Reputation: 106371
What is the best way to obtain a simple, efficient immutable queue data type in Clojure?
It only needs two operations, enqueue and dequeue with the usual semantics.
I considered lists and vectors of course, but I understand that they have comparatively poor performance (i.e. O(n) or worse) for modifications at the end and beginning respectively - so not ideal for queues!
Ideally I'd like a proper persistent data structure with O(log n) for both enqueue and dequeue operations.
Upvotes: 36
Views: 7303
Reputation: 3205
Clojure could really benefit from a queue literal. This would be cleaner (and more portable) than relying on Java interop.

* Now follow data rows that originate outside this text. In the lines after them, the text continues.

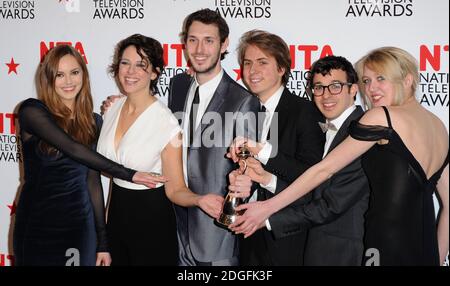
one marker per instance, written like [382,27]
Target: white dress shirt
[206,92]
[337,122]
[264,154]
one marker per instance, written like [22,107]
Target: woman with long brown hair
[60,215]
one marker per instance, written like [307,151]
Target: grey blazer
[201,238]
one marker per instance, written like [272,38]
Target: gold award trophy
[229,213]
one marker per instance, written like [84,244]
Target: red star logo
[12,208]
[12,66]
[238,72]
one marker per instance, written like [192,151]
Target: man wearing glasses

However, it's not that hard to roll your own portable persistent queue, just using ordinary household items like lists.
Consider the queue as two lists, one providing the head portion of the queue, and the other the tail. enqueue
adds to the first list, dequeue
pops from the latter. Most ISeq
functions are trivially implemented.
Probably the only tricky part is what happens when the tail is empty and you want to dequeue
. In that case the head list is reverse
d and becomes the new tail, and the empty list becomes the new head list. I believe, even with the overhead of the reverse
, that enqueue
and dequeue
remain O(1)
, though the k
is going to be higher than a vanilla vector of course.
Happy queue
ing!
Upvotes: 1
Reputation: 1107
I use the following function queue
to create a PersistentQueue. Optionally, you might want to have a print-method and a data-reader if you're going to be printing and reading the queues.
The usual Clojure functions are already implemented for PersistentQueue.
(defn queue
([] clojure.lang.PersistentQueue/EMPTY)
([coll] (reduce conj clojure.lang.PersistentQueue/EMPTY coll)))
(defmethod print-method clojure.lang.PersistentQueue
[q ^java.io.Writer w]
(.write w "#queue ")
(print-method (sequence q) w))
(comment
(let [*data-readers* {'queue #'queue}]
(read-string (pr-str (queue [1 2 3])))))
Upvotes: 9
Reputation: 106371
Problem solved - solution for others who may find it helpful.
I've found that Clojure has the clojure.lang.PersistentQueue class that does what is needed.
You can create an instance like this:
(def x (atom clojure.lang.PersistentQueue/EMPTY))
As far as I can see, you currently need to use the Java interop to create the instance but as Michal helpfully pointed out you can use peek, pop and conj subsequently.